I was immediately curious about Kellogg's promotional tie-in with Lew Fonseca. Why sign a former player/manager three years out of baseball to a cereal deal? Did people know him better as an announcer in the 1930s, like Bob Uecker today? The answer was yes, but with longer-lasting significance.

Lew's little mentioned today, but his work with cameras and baseball highlights looms large over modern sports, particularly our TV-driven era. After helping with a Hollywood baseball film in 1927, Lew saw its potential both as an on-field tool for managers and way to share the game to fans around the country. By 1938, most of America knew him for traveling newsreels of World Series stars and All-Star highlights.

1930s Chicago teammate (and future HOFer) Al Simmons picked up the nickname "Bucketfoot" because he stepped out and away during each swing, leaving his front foot "in the bucket" and seemingly far from the plate. Curious why this didn't limit his reach, Fonseca used his camera to figure out how this unusual approach still allowed Al to reach pitches anywhere in the strike zone.

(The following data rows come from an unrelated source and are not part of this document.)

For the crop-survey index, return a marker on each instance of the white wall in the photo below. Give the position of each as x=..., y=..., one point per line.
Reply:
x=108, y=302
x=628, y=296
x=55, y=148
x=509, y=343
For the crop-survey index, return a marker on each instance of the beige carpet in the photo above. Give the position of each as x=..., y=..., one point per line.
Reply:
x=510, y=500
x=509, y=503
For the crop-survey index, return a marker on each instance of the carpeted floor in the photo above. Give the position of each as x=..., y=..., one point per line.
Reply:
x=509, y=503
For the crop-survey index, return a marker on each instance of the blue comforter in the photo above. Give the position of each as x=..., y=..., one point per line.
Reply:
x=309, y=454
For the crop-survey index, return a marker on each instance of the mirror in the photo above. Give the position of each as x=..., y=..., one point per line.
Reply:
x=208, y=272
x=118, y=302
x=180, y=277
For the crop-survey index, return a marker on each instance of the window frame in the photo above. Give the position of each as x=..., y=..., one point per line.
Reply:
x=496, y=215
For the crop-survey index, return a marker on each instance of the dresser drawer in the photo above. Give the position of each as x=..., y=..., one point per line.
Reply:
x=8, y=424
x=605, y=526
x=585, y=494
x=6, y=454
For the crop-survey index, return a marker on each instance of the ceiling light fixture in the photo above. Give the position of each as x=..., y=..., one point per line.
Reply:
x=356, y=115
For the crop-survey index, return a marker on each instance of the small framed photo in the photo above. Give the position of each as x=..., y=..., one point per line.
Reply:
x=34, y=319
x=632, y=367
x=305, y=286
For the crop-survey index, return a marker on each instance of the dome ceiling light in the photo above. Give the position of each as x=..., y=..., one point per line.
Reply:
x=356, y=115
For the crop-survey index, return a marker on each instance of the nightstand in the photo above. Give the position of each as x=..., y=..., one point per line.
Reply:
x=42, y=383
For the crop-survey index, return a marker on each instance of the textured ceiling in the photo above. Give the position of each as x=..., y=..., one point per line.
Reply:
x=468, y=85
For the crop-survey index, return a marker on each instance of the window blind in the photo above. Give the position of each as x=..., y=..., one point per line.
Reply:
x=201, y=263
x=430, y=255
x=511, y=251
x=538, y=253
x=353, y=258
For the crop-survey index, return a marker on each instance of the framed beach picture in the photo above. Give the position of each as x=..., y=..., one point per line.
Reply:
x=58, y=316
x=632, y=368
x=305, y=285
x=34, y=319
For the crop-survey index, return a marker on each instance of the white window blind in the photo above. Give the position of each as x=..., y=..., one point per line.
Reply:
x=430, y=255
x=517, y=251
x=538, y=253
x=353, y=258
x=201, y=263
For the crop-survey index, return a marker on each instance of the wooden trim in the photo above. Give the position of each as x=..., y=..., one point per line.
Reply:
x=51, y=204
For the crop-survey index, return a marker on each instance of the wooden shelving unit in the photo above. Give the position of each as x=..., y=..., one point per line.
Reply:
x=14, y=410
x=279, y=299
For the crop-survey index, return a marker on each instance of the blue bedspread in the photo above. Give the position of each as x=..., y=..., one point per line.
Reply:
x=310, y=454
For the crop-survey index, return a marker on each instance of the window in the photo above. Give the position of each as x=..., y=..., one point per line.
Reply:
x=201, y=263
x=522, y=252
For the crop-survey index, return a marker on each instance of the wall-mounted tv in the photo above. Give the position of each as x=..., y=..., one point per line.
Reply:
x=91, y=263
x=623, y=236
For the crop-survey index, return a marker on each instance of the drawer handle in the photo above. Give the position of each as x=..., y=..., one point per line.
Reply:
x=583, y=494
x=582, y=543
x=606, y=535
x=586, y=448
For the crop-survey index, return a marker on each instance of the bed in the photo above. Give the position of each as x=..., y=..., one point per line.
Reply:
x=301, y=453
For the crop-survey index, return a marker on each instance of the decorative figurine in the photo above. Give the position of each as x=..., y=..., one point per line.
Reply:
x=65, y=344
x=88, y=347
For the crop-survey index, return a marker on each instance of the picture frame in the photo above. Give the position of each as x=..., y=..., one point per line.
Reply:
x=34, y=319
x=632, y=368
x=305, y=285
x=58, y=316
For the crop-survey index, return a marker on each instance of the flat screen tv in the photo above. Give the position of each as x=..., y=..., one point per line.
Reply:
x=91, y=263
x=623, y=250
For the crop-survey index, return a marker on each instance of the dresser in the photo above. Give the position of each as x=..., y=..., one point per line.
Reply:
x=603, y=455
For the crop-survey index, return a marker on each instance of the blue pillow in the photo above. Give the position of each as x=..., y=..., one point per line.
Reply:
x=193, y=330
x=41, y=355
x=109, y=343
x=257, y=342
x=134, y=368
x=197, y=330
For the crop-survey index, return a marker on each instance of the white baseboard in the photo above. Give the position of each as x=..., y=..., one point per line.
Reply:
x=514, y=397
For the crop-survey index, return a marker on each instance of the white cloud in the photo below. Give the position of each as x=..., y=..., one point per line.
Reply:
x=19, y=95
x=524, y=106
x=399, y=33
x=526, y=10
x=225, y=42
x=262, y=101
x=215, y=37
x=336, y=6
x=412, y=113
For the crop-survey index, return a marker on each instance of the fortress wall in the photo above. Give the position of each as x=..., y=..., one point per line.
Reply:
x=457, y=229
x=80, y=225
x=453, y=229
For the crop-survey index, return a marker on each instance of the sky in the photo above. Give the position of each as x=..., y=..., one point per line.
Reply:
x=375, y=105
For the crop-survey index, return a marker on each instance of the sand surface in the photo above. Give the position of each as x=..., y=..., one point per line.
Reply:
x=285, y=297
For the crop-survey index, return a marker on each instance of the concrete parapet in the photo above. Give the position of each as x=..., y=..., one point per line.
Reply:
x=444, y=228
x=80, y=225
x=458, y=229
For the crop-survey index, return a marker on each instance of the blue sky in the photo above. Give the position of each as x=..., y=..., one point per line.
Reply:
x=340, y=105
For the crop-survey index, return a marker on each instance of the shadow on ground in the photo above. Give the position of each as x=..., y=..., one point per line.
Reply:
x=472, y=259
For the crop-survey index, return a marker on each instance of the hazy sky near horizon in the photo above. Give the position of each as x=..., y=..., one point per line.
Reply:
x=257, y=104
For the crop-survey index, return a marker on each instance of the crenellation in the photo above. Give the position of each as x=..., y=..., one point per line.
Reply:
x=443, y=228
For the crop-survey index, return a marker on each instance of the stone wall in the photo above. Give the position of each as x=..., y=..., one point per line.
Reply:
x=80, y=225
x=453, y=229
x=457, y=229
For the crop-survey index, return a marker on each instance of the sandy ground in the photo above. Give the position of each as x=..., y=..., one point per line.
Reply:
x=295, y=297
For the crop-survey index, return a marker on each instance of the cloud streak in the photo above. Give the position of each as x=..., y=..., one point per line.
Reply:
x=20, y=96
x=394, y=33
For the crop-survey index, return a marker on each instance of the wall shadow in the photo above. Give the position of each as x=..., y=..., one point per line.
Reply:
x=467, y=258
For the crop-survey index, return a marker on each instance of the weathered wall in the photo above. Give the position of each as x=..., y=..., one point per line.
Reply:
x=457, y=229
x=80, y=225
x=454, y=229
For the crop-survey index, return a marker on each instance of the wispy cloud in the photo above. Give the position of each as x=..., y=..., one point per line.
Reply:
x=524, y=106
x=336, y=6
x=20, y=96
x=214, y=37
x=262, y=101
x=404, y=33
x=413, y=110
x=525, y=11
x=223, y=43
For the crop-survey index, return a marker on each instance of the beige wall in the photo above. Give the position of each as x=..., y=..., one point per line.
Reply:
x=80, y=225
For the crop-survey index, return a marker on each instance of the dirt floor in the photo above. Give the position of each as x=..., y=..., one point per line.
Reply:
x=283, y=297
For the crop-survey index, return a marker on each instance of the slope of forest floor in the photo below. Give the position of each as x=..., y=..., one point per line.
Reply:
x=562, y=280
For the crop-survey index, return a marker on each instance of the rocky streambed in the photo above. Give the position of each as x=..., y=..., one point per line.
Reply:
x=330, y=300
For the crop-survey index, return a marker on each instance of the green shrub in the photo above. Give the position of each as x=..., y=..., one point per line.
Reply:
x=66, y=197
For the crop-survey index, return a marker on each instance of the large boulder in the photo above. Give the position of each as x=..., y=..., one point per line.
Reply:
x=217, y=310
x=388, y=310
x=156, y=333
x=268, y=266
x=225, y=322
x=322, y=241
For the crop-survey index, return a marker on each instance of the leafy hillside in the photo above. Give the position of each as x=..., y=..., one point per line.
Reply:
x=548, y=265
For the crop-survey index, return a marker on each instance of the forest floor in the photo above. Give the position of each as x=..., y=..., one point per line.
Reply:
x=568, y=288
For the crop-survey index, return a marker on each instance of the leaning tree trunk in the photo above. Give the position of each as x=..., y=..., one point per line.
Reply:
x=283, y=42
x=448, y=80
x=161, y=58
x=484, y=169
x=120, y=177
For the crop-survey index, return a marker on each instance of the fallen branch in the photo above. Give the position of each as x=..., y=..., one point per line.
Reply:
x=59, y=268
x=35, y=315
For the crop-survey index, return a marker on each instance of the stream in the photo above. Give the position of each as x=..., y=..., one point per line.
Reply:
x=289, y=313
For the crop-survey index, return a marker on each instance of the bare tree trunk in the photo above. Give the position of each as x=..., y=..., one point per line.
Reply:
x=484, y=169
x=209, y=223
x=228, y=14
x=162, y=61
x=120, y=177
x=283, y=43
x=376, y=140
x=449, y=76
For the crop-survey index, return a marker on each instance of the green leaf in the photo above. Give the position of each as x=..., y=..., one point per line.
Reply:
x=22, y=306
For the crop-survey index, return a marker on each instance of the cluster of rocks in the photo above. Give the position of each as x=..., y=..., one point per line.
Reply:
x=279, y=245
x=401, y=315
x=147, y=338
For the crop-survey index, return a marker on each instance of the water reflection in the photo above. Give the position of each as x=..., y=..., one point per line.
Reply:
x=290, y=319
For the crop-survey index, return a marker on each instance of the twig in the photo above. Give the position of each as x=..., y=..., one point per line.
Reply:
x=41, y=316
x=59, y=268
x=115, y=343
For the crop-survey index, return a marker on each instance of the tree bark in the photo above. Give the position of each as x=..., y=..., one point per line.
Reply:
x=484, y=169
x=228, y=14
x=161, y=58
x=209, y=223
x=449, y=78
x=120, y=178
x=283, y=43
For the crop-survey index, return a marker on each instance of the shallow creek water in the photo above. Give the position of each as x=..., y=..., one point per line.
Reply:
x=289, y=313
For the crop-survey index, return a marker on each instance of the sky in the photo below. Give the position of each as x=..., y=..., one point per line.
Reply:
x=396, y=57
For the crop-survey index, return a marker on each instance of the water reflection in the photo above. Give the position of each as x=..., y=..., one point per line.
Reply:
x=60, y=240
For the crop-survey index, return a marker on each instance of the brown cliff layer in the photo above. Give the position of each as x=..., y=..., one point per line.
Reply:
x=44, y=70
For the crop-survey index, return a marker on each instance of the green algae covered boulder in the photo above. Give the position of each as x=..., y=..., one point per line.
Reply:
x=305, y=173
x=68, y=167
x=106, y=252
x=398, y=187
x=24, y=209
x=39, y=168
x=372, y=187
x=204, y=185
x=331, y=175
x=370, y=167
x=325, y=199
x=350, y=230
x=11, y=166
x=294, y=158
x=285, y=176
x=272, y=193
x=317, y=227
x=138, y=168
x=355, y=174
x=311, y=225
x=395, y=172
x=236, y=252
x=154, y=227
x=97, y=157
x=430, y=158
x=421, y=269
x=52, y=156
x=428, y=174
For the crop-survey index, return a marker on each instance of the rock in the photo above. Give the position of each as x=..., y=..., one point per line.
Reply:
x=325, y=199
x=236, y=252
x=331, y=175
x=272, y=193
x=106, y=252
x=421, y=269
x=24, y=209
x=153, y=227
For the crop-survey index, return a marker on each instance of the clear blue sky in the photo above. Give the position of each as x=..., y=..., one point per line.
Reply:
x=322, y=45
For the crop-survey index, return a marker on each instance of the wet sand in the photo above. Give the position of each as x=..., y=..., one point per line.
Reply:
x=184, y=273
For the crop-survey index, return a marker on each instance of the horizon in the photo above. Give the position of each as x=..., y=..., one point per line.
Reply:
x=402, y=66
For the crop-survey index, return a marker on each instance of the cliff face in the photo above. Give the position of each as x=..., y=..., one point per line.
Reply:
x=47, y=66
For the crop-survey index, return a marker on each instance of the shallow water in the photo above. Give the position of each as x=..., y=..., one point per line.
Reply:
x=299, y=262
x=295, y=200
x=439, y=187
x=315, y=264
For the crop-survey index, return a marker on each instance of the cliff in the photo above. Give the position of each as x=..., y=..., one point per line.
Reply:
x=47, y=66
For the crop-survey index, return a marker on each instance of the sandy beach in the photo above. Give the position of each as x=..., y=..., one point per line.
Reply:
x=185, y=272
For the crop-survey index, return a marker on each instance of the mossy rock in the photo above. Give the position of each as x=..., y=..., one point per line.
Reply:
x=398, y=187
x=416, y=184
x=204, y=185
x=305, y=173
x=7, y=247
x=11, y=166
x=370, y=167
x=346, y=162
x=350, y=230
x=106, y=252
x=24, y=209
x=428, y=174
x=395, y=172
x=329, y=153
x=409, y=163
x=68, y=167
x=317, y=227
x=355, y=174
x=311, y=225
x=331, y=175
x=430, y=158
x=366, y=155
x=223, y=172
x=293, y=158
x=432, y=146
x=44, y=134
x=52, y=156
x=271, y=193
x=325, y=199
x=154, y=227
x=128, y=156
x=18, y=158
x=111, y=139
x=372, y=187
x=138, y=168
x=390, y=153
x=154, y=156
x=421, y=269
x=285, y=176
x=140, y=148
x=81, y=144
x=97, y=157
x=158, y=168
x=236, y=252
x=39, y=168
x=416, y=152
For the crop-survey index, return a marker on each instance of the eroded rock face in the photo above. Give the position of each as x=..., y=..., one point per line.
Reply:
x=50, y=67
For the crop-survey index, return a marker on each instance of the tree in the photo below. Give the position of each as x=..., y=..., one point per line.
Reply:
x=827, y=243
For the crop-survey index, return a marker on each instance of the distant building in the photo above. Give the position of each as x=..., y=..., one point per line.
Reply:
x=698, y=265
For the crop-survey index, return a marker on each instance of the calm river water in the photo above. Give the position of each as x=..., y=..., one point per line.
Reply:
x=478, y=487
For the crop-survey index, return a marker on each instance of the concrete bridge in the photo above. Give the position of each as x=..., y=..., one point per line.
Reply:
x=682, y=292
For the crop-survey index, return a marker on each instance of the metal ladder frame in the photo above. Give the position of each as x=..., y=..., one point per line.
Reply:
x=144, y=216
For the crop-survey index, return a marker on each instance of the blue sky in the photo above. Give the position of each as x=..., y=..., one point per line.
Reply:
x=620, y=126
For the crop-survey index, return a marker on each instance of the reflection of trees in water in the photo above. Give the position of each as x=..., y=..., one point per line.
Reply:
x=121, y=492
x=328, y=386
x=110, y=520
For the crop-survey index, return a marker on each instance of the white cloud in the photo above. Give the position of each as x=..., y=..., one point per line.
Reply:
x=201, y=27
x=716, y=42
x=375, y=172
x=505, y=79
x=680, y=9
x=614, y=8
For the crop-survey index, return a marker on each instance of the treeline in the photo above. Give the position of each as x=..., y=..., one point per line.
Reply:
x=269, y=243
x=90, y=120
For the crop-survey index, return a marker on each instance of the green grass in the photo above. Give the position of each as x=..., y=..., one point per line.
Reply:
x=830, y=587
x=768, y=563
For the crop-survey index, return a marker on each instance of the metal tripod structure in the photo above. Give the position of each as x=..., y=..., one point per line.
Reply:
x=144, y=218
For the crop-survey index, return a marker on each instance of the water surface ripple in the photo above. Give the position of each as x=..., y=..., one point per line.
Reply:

Al Simmons, stepping into the bucket on a hit to left field

Lew's camerawork discovered that Simmons went for the bucket on inside or middle pitches, but stepped straight ahead on pitches away, keeping his bat in the striking zone throughout. (The swing above comes 2:04 into the 1934 All-Star Game highlight film on YouTube.)

This kind of film review seems second nature now, thanks in large part to Fonseca's promotion of traveling highlight compilations. The phrase "highlight reel" came literally from Lew filming, editing, and screening his 16mm films around the country and to troops overseas throughout the 1930s and 1940s.

Read more about Lew in The Innovations of Lew Fonseca, which describes how he built initial support for in-game films, measured the speed of Bob Feller's fastball before radar guns, and captured essential pieces of history like Jackie Robinson's steal of home (above) in the 1955 World Series. It's great stuff.

Value: This low-grade box panel cost $40. They appear so rarely that it's hard to set a market price. (For comparison, the more popular Wheaties panels go for $15 and up, depending on the player pictured.)

Fakes / reprints: Doubt there are any fakes out there, given its lack of a specific player.

1 comment:

The Lost Collector said...

These are cool! Alw3ays love when a cereal got in on the game with baseball cards.